The key findings of this study are as follows:
Contrary to our expectation, we found that the CCR [College and Career Ready, i.e. Common Core] standards had significant negative effects on 4th graders’ reading achievement during the 7 years after the adoption of the new standards, and had a significant negative effect on 8th graders’ math achievement 7 years after adoption based on analyses of NAEP composite scores. The size of these negative effects, however, was generally small, ranging from -0.10 to -0.06 SDs.
Although the authors say that the negative effects were “generally small,” one of the authors admits in the Chalkbeat piece:
“It’s rather unexpected,” said researcher Mengli Song of the American Institutes for Research. “The magnitude of the negative effects tend to increase over time. That’s a little troubling.”
As Izumi states, “it is more than a little troubling.” Here
are several reasons why:
- C-SAIL, the federally funded research entity that supervised the research, is headed by Morgan Polikoff, who is very much in favor of Common Core and student data mining. If research put out by these people and entities is finding that Common Core is harmful, then the outlined problems are quite likely to be real.
- The actual researchers are from the American Institutes for Research (AIR) which bills itself as “one of the world’s largest behavioral and social science research and evaluation organizations,” and they are also strong supporters of Common Core and Social emotional learning (SEL) teaching, testing, and data collection. According to AIR’s contract with the state of Florida, they not only write state level Common Core assessments, but also the NAEP and the validation studies for the NAEP, the scores for which were examined for this study. If AIR researchers, with their vested interest in showing that Common Core and their state tests improve the NAEP scores (which they also write and which could easily be manipulated by them), found that Common Core in fact damages academic achievement measured by the very tests they write, then those findings must truly be very significant and “troubling.”

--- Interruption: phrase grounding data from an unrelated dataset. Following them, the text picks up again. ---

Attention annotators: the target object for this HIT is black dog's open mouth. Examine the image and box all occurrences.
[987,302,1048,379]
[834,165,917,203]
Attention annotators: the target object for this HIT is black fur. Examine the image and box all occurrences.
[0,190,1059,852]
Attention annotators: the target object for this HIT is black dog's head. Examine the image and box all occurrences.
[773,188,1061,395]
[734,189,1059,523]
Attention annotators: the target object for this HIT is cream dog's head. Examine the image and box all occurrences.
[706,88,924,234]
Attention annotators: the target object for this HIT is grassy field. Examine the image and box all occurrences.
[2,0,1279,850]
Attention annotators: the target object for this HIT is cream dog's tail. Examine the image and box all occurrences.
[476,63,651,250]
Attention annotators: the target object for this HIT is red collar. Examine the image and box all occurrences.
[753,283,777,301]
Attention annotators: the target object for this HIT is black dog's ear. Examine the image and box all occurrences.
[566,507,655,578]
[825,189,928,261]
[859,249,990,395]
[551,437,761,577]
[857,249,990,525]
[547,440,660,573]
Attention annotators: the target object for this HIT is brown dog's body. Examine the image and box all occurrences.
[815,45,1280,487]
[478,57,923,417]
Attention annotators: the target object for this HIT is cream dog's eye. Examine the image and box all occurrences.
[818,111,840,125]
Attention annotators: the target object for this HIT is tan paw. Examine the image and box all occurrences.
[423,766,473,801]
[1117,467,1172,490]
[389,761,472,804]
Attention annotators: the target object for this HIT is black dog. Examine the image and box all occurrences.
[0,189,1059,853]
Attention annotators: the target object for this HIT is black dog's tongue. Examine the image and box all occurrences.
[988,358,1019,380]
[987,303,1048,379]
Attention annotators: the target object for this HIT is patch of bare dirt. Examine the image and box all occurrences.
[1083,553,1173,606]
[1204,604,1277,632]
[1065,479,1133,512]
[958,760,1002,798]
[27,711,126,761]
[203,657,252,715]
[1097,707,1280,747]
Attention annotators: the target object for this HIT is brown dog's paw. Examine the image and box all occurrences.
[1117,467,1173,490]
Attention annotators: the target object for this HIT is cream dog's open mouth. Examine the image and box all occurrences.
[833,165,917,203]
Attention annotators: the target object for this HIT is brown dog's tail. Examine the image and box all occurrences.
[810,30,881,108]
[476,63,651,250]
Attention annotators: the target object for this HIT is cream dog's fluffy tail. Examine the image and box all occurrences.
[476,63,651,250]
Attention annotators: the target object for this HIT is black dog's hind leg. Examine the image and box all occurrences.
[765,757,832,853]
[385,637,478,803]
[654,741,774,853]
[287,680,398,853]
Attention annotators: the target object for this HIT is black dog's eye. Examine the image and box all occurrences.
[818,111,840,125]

- Tom Loveless of the center-left Brookings Institution (and long a critic of the Common Core standards as a means of improving academic achievement) said when asked about this study, “One thing standards advocates need to think about is that this doesn’t appear to work very well.”
- Other pro-Common Core researchers and advocates admit that the methodology of this study is sound.
- Chalkbeat is already discussing a study not even released yet that has NAEP results only through 2013 that allegedly shows improvements with Common Core in a attempt to blunt the seriously bad news for Core supporters from the C-SAIL/AIR study.
As mentioned above and by Izumi, there were many warnings by experts and parents about the impending dangers of Common Core. The Pioneer Institute has done yeoman’s work in compiling many warnings before adoption, as did the Cato Institute, the Brookings Institute, American Principles Project, and Education Liberty Watch. There has also been much evidence since implementation of how correct those warning have turned out to be:
- Dr. Sandra Stotsky, professor emerita from the University of Arkansas and a member of the Common Core validation committee who refused to sign off on the final standards, said in 2010, “Common Core’s literature and reading standards in grades 9-12 do not prepare students for college and career better than those in California and Massachusetts.” In a 2018 analysis of the 2017 NAEP reading results, she confirmed that statement, saying: “Common Core-aligned standards and tests seem to have negatively affected the low-performing groups in Massachusetts. And that seems predictable, given the lower standards of Common Core.”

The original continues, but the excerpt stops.